Dopo l’attacco di Hamas del 7 ottobre scorso e un anno di pantano nella guerra a Gaza – in cui Israele ha causato 42 mila morti palestinesi ma Hamas è ancora in piedi – le sorti dello Stato ebraico sembrano ribaltate. Dall’uccisione del leader politico di Hamas Ismail Haniyeh a Teheran a quella dello storico leader di Hezbollah Hassan Nasrallah a Beirut, precedute dal clamoroso attacco dei cercapersona e dei walkie-talkie e dalla campagna di bombardamenti in Libano, ma anche in Yemen e Siria, Israele pare aver risanato la sua immagine di temibile potenza mediorientale, dotata di incredibili capacità militari, tecnologiche e di intelligence, nonché dell’incondizionato supporto militare e politico degli Stati Uniti.
I segnali vanno tutti in questo senso, ma, soprattutto, il governo israeliano, sempre più convinto della propria forza, ha calato il poco di maschera rimasta. Basta anche solo far finta di ascoltare i timidi consigli di Washington, o di credere che la prudenza sia un bene per la sicurezza del Paese. Bando agli indugi: che guerra totale sia. E con l’espansione della guerra in Libano, ma anche con gli attacchi israeliani in Siria e Yemen, gli obiettivi di guerra israeliani sì sono allargati: non più «solo» lo sradicamento di Hamas, ma anche la sconfitta di Hezbollah, e quello che il primo ministro Benjamin Netanyahu ha definito il «cambio dell’equilibrio» di potere in Medio Oriente, fino ad arrivare, chissà, a un cambio di regime a Teheran. Per farlo, l’escalation israeliana potrebbe rivelarsi una trappola esistenziale per l’Iran.

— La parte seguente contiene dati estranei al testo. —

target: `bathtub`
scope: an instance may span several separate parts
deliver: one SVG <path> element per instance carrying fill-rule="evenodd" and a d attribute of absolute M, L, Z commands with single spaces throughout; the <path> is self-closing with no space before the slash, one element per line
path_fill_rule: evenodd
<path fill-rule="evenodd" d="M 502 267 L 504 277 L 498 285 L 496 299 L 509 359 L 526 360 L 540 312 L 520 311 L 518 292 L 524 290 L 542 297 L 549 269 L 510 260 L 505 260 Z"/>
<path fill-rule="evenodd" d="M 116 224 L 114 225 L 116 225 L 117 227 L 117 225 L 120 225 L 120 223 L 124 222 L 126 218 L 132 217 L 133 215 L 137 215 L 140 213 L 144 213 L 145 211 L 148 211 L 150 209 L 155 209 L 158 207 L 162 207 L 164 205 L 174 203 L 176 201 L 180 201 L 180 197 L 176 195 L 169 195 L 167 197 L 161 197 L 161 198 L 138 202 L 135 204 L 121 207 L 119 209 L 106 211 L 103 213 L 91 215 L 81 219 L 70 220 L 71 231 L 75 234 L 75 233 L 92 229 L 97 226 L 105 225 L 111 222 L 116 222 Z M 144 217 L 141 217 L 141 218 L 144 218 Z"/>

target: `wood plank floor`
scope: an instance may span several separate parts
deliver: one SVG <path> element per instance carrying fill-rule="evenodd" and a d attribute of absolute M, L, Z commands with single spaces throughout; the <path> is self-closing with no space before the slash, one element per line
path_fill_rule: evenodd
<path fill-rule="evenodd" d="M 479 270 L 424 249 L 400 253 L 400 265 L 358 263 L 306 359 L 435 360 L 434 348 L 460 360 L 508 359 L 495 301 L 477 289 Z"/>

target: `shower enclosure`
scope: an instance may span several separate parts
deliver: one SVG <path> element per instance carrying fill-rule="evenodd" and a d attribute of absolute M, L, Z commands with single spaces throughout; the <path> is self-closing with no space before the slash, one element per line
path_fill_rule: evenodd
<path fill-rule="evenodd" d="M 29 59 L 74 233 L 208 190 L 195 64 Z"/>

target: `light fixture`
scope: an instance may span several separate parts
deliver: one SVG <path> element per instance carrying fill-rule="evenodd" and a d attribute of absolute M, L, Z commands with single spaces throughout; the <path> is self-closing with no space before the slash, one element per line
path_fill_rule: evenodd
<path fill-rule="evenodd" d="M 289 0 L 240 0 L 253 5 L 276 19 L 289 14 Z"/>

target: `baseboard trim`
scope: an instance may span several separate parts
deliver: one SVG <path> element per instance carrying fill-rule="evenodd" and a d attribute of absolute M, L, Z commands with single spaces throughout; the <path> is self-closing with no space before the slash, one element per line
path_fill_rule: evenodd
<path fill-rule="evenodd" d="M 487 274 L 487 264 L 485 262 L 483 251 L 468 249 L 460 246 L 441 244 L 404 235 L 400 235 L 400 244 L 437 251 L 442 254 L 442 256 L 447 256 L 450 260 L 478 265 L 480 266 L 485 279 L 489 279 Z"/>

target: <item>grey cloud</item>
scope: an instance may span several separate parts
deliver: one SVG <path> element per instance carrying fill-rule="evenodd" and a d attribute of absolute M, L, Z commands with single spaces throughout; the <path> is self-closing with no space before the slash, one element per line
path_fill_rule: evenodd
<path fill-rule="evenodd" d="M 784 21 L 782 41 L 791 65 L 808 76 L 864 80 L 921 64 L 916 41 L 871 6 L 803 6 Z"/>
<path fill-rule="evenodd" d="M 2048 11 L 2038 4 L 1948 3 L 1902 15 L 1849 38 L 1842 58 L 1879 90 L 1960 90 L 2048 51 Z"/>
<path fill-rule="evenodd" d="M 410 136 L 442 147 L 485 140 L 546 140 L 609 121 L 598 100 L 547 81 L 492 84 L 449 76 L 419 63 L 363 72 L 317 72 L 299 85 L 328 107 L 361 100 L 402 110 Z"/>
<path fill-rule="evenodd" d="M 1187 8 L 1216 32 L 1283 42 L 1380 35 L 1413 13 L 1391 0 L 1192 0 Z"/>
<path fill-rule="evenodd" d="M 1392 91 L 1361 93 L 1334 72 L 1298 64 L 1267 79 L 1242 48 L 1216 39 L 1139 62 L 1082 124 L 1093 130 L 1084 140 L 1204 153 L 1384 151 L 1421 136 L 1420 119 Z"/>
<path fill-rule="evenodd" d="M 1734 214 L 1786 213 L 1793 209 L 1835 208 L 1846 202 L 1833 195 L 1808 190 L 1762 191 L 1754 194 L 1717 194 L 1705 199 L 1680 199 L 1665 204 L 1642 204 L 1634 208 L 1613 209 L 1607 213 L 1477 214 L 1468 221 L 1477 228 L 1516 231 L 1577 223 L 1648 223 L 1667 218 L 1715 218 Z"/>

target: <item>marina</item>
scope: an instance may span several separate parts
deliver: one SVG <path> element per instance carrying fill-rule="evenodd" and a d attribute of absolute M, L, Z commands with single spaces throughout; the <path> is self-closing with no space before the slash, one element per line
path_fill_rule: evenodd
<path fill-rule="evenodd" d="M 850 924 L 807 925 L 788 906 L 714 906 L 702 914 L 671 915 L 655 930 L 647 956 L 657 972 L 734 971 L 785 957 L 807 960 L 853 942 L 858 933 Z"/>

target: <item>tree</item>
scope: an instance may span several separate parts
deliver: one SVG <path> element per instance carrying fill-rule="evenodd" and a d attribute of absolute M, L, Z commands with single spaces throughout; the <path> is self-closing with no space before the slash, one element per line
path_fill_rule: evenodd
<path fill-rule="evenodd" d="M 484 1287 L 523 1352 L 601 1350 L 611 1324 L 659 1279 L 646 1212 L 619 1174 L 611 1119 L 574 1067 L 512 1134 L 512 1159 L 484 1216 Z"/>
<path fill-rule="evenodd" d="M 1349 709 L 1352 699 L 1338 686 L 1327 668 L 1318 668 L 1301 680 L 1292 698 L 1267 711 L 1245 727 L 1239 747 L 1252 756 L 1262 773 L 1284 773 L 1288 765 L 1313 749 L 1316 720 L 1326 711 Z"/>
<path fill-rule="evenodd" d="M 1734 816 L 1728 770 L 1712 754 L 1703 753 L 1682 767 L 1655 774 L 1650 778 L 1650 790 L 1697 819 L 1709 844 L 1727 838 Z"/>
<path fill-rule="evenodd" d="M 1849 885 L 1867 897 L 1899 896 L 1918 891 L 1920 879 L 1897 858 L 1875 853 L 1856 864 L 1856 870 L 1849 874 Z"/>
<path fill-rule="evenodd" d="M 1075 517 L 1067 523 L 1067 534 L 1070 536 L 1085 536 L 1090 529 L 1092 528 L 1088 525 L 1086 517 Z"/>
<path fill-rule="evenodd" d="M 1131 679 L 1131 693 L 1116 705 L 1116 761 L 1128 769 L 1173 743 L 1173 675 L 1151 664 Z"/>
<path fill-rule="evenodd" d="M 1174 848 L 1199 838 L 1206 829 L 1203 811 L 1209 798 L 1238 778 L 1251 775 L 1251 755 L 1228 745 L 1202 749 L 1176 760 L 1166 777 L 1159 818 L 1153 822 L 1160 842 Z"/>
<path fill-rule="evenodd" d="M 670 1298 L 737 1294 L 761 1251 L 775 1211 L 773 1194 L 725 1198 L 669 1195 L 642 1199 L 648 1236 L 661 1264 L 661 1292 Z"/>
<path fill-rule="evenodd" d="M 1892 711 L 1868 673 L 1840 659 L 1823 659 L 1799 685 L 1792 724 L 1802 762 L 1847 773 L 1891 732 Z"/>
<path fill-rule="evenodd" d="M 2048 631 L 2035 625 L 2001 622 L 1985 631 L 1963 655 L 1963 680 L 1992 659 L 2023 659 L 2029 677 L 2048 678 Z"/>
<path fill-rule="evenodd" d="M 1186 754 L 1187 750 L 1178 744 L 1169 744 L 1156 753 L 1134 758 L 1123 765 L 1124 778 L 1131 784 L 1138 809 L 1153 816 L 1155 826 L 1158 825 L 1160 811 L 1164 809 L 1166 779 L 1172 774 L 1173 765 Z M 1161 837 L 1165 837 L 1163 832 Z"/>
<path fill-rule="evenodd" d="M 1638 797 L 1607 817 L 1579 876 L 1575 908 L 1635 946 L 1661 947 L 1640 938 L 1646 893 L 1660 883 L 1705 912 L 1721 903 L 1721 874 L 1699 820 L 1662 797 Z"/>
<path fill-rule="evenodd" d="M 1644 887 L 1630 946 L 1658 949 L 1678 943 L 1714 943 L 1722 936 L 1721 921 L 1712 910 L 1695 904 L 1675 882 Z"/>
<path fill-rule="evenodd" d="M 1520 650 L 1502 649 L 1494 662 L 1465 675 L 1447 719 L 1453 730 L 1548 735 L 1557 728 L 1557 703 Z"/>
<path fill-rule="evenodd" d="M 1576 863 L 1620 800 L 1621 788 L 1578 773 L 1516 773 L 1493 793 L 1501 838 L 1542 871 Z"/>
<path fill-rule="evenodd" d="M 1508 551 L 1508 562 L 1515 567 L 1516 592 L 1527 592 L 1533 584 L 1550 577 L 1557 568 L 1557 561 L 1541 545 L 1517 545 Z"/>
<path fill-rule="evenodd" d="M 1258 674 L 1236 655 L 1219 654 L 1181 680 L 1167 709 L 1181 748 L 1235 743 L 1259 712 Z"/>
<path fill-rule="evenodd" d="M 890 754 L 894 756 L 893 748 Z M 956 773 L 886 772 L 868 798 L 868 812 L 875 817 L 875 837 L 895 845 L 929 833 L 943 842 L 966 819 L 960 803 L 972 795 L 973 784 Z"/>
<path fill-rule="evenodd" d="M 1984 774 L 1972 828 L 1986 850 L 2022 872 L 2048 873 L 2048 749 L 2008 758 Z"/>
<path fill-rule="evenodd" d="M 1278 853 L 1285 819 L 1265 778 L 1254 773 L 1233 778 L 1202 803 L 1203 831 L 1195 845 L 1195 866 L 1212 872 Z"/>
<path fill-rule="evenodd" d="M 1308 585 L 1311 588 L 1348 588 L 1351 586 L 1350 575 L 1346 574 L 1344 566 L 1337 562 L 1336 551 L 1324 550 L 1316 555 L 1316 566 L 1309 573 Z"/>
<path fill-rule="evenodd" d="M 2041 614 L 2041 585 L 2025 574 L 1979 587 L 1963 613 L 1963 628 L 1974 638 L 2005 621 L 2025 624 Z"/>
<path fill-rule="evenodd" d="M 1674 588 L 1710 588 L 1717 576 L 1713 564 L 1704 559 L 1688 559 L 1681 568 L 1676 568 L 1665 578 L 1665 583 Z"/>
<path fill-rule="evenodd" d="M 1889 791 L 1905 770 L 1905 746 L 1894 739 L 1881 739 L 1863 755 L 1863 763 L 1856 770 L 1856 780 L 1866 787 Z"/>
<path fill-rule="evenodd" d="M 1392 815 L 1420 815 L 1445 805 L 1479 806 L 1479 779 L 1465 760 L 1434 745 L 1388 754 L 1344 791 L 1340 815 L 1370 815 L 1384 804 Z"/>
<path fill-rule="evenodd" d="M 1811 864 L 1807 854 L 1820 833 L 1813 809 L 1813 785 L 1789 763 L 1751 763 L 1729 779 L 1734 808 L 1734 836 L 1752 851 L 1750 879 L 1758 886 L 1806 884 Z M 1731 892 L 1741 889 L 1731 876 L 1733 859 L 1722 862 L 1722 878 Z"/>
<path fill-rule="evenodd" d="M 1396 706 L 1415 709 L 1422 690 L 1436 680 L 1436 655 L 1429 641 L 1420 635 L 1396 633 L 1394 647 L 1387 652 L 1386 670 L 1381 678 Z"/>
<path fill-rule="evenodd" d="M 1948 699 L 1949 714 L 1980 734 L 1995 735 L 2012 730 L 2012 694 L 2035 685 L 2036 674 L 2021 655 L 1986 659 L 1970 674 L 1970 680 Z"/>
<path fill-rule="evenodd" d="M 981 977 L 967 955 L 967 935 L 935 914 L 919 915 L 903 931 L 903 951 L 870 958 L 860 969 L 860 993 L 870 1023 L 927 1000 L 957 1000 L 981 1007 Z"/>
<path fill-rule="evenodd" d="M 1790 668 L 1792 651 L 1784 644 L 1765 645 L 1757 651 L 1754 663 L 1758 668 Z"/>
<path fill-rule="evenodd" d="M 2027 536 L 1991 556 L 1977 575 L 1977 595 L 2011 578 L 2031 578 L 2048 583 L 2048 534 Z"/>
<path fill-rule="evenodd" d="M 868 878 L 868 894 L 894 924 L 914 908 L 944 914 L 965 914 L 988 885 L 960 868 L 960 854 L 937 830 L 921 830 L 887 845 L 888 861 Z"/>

Sul terreno, l’impennata degli obiettivi di guerra di Israele si sta difatti traducendo in un’invasione del Sud del Libano. La portata rimane incerta. Da una parte, il governo israeliano ha definito l’invasione limitata e localizzata, e ad oggi non pare abbia mobilitato un numero di truppe simile a quelle dispiegate nell’ultimo anno di guerra a Gaza. Dall’altra, l’esercito ha dato ordine di evacuazione a circa trenta villaggi nel sud del Libano, dicendo ai civili libanesi di ritirarsi oltre il fiume Awali, ossia ben trenta chilometri a Nord del fiume Litani, quello citato nella risoluzione 1701 del Consiglio di sicurezza che sancì il cessate il fuoco dopo la guerra tra Israele e Hezbollah del 2006. In sintesi, ci sono altrettanti segnali che puntano verso un’invasione israeliana su larga scala.
Ma la variabile più critica è quella iraniana. Sin dall’uccisione di Haniyeh a luglio, Teheran minacciava vendetta. Le minacce si sono intensificate di pari passo alla drammatica escalation militare israeliana, sino ad arrivare all’attacco missilistico iraniano contro Israele. Nell’ultimo anno, Teheran ha ripetutamente dichiarato di non volere una guerra regionale; ma ora che la guerra è scoppiata, qualcosa è cambiato.
Eppure, come già scritto su queste pagine, l’Iran non ha buone opzioni nell’immediato. Sarebbe stato quindi più saggio per Teheran non fare nulla, mentre Israele fa il passo più lungo della gamba e rischia di impantanarsi (di nuovo) in Libano. Come ogni marzialista sa, di fronte alle capacità preponderanti dell’avversario, è inutile contrapporre forza a forza. Basta attendere e usare la forza altrui a proprio vantaggio, facendo leva sugli errori dell’altro.
Fino ad ora, Teheran ha saputo sfruttare fin troppo bene gli errori degli Stati Uniti e di Israele, dalla scellerata guerra americana in Iraq nel 2003 a quella di Israele a Gaza. Forse stavolta, invece, nella trappola l’Iran è caduta davvero.